The issues of abortion and contraception seem to be in the air these days, and the pro-life camp has its standard-bearers out in force. After listening to the public discourse, and after conversations with some of my pro-life friends, I feel that I would have much more respect for the pro-life camp if I could be certain that all of them were focused on preserving life, and not on preserving control. In short, I’d be happier if I could be certain that the whole of the pro-life camp is actually pro-life, instead of anti-women.
I can understand the belief that abortion is killing. I think that saying so raises both biological and theological questions that we can’t answer with certainty at the moment. I and many others could raise many objections to the abortion = murder position, but I can understand and respect the principle. I know many people who hold to that belief, and my friends believe it honestly and reasonably.
But knowing as I do that a significant percentage of abortions are performed because the women in question just can’t afford a child… knowing as I do that the Pill prevents both ovulation and implantation, and thus has effects both before and after conception… knowing as I do that abortion rates barely even twitch when abortion is criminalized, and only go down when contraception is readily available… I must look to a different strand of the pro-life camp, which to my dismay and astonishment seems to not only seek an end to abortion, but to birth control and education on reproduction.
Under those circumstances, I have to think that the real problem for this second strand is not the death of children but the liberation of women. I would love to be wrong, but I’ll have to be convinced. If anyone out there is seeking to restrain women, I have words for them… and I have reason to believe that such people are numerous.

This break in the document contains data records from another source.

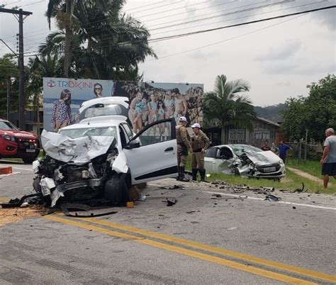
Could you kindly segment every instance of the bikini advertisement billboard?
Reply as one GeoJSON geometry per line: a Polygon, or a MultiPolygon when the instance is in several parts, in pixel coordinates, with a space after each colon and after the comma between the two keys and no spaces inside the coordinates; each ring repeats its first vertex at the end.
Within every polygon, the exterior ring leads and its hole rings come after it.
{"type": "Polygon", "coordinates": [[[203,84],[116,82],[114,96],[127,96],[128,119],[136,133],[148,124],[184,116],[188,125],[203,125],[203,84]]]}
{"type": "Polygon", "coordinates": [[[157,121],[184,116],[203,123],[203,84],[43,78],[43,128],[57,132],[78,123],[81,104],[92,99],[125,96],[128,121],[138,133],[157,121]]]}
{"type": "Polygon", "coordinates": [[[43,77],[43,128],[57,132],[77,123],[85,101],[113,96],[111,80],[43,77]]]}

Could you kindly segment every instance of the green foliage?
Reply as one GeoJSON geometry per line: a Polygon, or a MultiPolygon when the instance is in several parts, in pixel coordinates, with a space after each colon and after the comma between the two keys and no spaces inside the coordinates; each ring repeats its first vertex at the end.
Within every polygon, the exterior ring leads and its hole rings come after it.
{"type": "Polygon", "coordinates": [[[134,18],[121,13],[124,4],[123,0],[72,0],[69,20],[66,1],[50,0],[45,15],[49,21],[56,19],[60,30],[47,36],[40,45],[40,52],[43,55],[57,55],[62,62],[65,30],[70,26],[70,77],[140,79],[138,63],[147,56],[157,56],[148,44],[148,30],[134,18]]]}
{"type": "Polygon", "coordinates": [[[247,96],[240,95],[250,88],[250,84],[243,79],[230,82],[222,74],[216,77],[214,90],[205,94],[205,121],[217,122],[221,126],[222,142],[226,125],[252,129],[250,118],[256,116],[254,107],[247,96]]]}
{"type": "Polygon", "coordinates": [[[336,77],[328,74],[307,88],[308,97],[290,98],[285,102],[281,130],[290,140],[299,140],[308,130],[308,138],[322,142],[325,129],[336,126],[336,77]]]}
{"type": "Polygon", "coordinates": [[[279,104],[276,105],[260,107],[254,106],[254,111],[259,117],[262,117],[273,122],[282,122],[284,117],[282,111],[286,108],[285,104],[279,104]]]}
{"type": "Polygon", "coordinates": [[[11,55],[0,57],[0,116],[6,117],[7,107],[7,81],[9,82],[9,111],[18,108],[18,69],[11,55]]]}

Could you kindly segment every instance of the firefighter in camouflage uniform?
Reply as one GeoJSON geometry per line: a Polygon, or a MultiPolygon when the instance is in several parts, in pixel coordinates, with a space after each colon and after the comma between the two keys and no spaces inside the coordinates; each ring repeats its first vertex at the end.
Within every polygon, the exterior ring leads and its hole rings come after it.
{"type": "Polygon", "coordinates": [[[182,116],[180,117],[179,125],[177,125],[177,167],[179,171],[177,180],[183,181],[189,181],[184,176],[188,150],[191,152],[193,152],[189,142],[190,137],[186,128],[186,117],[182,116]]]}
{"type": "Polygon", "coordinates": [[[193,180],[196,180],[197,172],[199,171],[201,181],[205,181],[206,169],[204,169],[204,152],[210,146],[209,138],[201,130],[201,125],[196,123],[191,125],[193,135],[191,135],[191,145],[193,149],[191,154],[191,171],[193,180]]]}

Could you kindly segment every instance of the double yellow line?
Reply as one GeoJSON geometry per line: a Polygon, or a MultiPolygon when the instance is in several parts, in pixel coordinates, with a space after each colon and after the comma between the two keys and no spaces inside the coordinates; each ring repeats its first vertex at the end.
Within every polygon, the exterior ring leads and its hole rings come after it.
{"type": "Polygon", "coordinates": [[[290,272],[296,275],[303,276],[310,279],[320,279],[324,281],[336,283],[335,276],[296,267],[271,260],[264,259],[259,257],[225,250],[223,248],[213,247],[201,242],[193,242],[191,240],[184,240],[168,235],[151,232],[125,225],[121,225],[116,223],[111,223],[106,220],[91,218],[87,218],[85,219],[69,219],[67,218],[63,218],[58,215],[45,216],[44,218],[55,222],[62,223],[63,224],[82,228],[86,230],[91,230],[92,231],[102,234],[127,240],[132,240],[143,245],[150,245],[165,250],[169,250],[180,255],[198,258],[200,259],[224,265],[228,267],[250,272],[254,274],[283,282],[293,284],[315,284],[305,279],[277,273],[271,270],[264,269],[256,266],[247,265],[244,263],[240,263],[227,259],[225,258],[211,255],[211,253],[215,253],[218,255],[225,255],[235,259],[240,259],[249,263],[252,262],[255,264],[262,265],[262,267],[275,269],[280,272],[290,272]],[[92,224],[99,225],[99,226],[92,224]],[[113,230],[118,230],[118,231],[113,230]],[[181,247],[181,245],[182,247],[181,247]],[[200,252],[199,251],[192,250],[186,247],[196,249],[208,253],[200,252]]]}

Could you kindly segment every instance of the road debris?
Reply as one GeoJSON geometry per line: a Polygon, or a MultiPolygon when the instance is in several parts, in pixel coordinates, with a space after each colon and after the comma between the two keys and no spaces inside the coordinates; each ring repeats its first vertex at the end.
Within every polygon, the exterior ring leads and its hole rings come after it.
{"type": "Polygon", "coordinates": [[[162,186],[159,187],[160,189],[173,190],[173,189],[184,189],[183,185],[173,185],[173,186],[162,186]]]}
{"type": "Polygon", "coordinates": [[[118,213],[116,211],[108,211],[108,212],[97,212],[98,210],[101,210],[101,208],[92,208],[89,206],[80,203],[64,203],[61,205],[61,209],[65,216],[75,218],[92,218],[92,217],[101,217],[102,216],[112,215],[118,213]],[[72,211],[70,211],[72,210],[72,211]],[[71,213],[73,210],[77,210],[74,211],[74,213],[71,213]],[[78,213],[78,212],[80,213],[78,213]]]}
{"type": "Polygon", "coordinates": [[[269,201],[274,201],[274,202],[277,202],[278,201],[280,201],[281,199],[280,199],[279,197],[277,197],[275,195],[268,194],[268,195],[266,196],[265,200],[269,200],[269,201]]]}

Consider the history: into the 20th century, men in power frequently asserted that the only role for women was bearing children. Theodore Roosevelt felt that giving birth was a woman’s patriotic duty, that limiting birth rates weakened the nation, and thus a woman shirking that “duty” was committing treason. (Many totalitarians have felt the same way, though this should not reflect on Roosevelt; he was a warmonger, but not a Nazi.) Looking further back, bearing children was considered essential to colonizing the American continent, so women had to have babies. If we go all the way back, of course, we have the New Testament saying that the only way women can be redeemed is through bearing children (1 Timothy 2:15) — and we have the Book of Genesis stating simply that the process of childbirth is a punishment and that men shall rule over women (3:16). That last may seem like it came out of nowhere, but recall that Roosevelt was talking to suffragettes and the author of Timothy was talking to the women leaders of the early church — in other words, “uppity” women, rejecting their normal roles. 1 Timothy says, “I permit no woman to teach or to have authority over a man” (2:12); the intent of that is pretty plain. The story we tell about Eve, that everything’s her fault because she was so tempting and sinful, sets the precedent. While there have been other reasons for insisting on compulsory motherhood (which is what Roosevelt and 1 Timothy and possibly Senator Santorum have advocated), forced birth keeps women “in their place.” Men are for action and the doing of deeds, women are for having babies, and any woman who revolts against that must be kept down by getting knocked up.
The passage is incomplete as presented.